The category of preferred creditors often includes:
- Employees: Outstanding wages and other employee benefits often fall into the preferred category.
- Tax Authorities: Unpaid taxes are often given priority.
- Pension Funds: Unpaid pension contributions may be given preferential status.
- Certain Trade Creditors: In some jurisdictions, certain trade creditors may have preferred status under specific circumstances.
These designations are defined by law and are intended to protect certain groups and societal interests.
It’s important to note that being a preferred creditor doesn’t guarantee that they’ll receive all the money owed to them. If the insolvent company’s assets are not sufficient to cover all debts, the available funds will be distributed proportionally among preferred creditors, and they may still incur a loss.
Example of a Preferred Creditor
Imagine there is a company named “TechCorp Ltd.” that goes into liquidation. TechCorp’s remaining assets, after being sold, total $500,000. The company owes money to several parties, as follows:
- Bank Z (a secured creditor) – Loan amounting to $600,000
- Employee wages (a preferred creditor) – Unpaid wages amounting to $200,000
- Tax Authority (a preferred creditor) – Unpaid taxes amounting to $150,000
- Supplier Q (an unsecured creditor) – Unpaid supplies amounting to $250,000
In this case, the distribution of the liquidation proceeds would happen in the following manner:
Firstly, Bank Z, as a secured creditor, would be paid. However, TechCorp only has $500,000, so Bank Z would receive this amount, leaving a deficit of $100,000.
After the secured creditors are paid, the preferred creditors are next in line. However, as all the liquidation proceeds have been used to pay Bank Z, there would be no funds left to pay the preferred creditors (employee wages and tax authority) or the unsecured creditor (Supplier Q).

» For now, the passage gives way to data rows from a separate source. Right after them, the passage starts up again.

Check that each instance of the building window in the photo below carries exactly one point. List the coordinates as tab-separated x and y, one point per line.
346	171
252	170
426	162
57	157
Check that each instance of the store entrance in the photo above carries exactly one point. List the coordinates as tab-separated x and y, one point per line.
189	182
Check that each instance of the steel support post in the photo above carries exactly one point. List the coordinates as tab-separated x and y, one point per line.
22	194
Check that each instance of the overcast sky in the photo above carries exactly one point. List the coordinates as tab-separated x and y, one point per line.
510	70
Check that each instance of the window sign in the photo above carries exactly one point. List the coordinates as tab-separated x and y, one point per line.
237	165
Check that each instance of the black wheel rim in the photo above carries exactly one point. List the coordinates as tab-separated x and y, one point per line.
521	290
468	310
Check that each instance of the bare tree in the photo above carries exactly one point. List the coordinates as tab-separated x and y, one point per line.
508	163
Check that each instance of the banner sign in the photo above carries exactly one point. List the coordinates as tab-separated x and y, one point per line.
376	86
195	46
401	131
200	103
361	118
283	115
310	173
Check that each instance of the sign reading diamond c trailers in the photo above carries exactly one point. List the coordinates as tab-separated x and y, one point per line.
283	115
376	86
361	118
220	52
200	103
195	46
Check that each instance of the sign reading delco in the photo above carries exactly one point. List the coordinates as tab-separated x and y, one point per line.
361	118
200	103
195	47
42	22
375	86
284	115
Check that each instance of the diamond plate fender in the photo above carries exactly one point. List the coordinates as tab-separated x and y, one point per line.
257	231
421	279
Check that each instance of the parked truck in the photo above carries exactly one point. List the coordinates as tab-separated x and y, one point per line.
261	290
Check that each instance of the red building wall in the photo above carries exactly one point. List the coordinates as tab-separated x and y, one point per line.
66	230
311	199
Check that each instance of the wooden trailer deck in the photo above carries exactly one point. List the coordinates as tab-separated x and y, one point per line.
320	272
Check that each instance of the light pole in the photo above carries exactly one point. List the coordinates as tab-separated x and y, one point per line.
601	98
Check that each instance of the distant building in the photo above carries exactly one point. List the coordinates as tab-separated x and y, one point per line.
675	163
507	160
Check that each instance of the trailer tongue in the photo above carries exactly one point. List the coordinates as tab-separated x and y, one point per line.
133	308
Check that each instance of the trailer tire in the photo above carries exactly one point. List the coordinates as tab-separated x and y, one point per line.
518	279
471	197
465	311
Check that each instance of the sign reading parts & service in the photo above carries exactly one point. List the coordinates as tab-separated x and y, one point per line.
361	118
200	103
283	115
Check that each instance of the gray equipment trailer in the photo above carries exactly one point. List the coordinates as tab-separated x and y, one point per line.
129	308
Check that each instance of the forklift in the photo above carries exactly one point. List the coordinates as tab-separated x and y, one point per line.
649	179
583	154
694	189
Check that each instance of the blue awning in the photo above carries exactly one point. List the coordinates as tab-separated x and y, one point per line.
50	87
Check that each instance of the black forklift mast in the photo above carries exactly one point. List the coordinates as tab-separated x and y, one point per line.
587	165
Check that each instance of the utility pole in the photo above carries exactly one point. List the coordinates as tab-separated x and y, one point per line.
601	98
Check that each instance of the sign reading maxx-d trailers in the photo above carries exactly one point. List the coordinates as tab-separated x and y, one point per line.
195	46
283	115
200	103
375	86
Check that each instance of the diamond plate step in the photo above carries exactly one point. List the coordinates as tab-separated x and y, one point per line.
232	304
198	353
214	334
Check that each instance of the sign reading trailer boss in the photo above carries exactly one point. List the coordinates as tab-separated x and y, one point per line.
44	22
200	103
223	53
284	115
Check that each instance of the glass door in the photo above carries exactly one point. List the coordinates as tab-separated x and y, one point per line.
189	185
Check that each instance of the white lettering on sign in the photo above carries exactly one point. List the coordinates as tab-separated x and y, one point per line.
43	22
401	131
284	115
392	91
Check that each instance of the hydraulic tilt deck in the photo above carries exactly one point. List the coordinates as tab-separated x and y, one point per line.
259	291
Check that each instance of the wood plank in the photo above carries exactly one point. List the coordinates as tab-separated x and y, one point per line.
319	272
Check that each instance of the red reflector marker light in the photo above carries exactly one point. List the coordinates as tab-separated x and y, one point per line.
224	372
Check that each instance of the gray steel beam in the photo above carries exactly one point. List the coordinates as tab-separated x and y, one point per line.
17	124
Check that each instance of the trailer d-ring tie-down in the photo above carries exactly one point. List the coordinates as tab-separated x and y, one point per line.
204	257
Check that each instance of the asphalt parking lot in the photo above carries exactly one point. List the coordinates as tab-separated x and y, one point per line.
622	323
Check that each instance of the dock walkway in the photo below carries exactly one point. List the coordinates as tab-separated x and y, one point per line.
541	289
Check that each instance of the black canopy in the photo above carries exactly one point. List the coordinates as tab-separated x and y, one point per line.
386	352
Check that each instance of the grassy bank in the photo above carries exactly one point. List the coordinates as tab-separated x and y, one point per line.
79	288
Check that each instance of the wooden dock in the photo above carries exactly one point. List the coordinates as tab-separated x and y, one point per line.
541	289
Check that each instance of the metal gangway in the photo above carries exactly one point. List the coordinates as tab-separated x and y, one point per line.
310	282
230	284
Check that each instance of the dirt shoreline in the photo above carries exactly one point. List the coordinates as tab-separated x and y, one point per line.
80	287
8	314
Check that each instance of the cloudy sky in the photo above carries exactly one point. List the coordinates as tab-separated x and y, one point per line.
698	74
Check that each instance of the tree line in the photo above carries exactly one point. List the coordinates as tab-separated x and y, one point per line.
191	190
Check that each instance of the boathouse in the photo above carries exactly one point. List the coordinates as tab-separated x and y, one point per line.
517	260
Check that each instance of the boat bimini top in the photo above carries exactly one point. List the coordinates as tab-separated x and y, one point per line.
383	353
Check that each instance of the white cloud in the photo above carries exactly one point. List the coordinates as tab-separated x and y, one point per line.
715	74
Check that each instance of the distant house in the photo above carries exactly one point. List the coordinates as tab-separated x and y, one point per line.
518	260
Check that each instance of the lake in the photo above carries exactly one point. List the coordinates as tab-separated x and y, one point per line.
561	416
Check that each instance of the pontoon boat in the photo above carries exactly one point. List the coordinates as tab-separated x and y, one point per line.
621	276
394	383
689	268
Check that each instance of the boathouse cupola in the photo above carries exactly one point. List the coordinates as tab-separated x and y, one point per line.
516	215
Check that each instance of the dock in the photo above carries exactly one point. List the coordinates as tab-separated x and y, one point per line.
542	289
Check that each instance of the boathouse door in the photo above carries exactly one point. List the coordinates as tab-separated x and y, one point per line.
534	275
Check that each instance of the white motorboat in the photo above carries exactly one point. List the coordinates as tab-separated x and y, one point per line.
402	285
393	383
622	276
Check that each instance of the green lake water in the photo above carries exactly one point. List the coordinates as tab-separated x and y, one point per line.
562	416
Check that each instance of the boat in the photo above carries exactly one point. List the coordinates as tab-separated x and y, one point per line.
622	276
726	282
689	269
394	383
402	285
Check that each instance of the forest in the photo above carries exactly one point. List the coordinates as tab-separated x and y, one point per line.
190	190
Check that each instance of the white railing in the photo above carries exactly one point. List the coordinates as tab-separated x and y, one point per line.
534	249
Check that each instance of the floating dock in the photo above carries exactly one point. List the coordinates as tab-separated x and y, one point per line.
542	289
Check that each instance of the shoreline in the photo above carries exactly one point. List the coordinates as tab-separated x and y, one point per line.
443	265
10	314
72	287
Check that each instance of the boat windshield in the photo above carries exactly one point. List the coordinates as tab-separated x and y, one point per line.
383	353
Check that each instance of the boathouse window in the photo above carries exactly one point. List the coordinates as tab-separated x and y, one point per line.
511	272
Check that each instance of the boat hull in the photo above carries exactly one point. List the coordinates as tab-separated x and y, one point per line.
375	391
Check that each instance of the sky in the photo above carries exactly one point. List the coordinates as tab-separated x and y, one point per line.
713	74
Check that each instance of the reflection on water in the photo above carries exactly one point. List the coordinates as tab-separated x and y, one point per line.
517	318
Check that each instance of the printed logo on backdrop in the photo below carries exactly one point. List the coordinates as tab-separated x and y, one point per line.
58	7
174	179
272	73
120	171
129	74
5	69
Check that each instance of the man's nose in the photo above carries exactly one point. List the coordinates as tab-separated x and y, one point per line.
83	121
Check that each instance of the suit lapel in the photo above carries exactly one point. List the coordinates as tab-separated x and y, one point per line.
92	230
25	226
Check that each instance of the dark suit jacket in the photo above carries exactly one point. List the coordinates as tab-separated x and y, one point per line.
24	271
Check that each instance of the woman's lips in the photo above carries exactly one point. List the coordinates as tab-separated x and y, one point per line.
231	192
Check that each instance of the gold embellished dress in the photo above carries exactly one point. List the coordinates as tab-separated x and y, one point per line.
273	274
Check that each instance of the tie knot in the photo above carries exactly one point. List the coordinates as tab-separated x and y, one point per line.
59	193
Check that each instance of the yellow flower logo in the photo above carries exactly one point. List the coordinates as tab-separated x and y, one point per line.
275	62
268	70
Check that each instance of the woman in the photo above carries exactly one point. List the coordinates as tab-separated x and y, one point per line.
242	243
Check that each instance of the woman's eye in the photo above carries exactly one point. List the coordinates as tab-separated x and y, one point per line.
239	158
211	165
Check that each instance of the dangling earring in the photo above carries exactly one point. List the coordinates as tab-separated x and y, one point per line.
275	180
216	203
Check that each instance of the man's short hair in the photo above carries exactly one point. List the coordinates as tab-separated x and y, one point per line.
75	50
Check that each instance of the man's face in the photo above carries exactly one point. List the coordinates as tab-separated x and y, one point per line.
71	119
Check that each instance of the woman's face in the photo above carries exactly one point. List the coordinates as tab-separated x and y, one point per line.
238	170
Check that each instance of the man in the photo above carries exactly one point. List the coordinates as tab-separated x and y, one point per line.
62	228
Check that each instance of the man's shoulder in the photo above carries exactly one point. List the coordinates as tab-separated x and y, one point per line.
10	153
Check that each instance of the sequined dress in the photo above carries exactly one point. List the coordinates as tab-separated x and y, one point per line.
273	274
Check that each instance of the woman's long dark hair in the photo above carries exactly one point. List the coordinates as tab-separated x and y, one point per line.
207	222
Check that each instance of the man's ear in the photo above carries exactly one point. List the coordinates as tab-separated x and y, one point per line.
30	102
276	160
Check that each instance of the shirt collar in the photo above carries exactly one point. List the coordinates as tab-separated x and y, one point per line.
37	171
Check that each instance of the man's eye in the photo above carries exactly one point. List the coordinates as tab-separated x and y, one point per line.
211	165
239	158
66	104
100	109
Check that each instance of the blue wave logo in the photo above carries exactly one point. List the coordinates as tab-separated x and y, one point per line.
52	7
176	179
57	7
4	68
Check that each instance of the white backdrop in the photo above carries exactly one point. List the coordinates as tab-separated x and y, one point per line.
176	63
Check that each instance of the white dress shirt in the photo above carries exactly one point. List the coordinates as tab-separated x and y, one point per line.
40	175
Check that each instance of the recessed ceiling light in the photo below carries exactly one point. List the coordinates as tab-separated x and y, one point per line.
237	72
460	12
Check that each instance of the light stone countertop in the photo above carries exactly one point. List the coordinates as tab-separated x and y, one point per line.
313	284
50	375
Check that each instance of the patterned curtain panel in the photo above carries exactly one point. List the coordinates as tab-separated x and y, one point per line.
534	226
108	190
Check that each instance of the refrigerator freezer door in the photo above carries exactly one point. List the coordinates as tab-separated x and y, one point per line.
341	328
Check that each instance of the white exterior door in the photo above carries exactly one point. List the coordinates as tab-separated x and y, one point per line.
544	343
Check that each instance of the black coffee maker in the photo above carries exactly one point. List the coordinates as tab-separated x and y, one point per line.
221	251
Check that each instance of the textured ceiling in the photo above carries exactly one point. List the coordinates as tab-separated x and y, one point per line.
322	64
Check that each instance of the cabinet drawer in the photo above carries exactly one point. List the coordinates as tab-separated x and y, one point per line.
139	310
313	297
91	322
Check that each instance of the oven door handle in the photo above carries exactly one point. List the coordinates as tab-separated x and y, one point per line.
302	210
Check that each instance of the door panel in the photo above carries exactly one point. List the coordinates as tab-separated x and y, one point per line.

In this scenario, being a preferred creditor did not ensure payment for the employees or the tax authority. This is because the available funds were not enough to cover all of the company’s debts, and secured creditors take precedence.
This example shows that while preferred creditors have a higher claim than unsecured creditors, they still rank below secured creditors, and their claim is only as good as the company’s available assets in the event of insolvency.
Remember that this is a simplified example. Actual insolvency procedures can be far more complex and depend heavily on specific laws and regulations in each jurisdiction.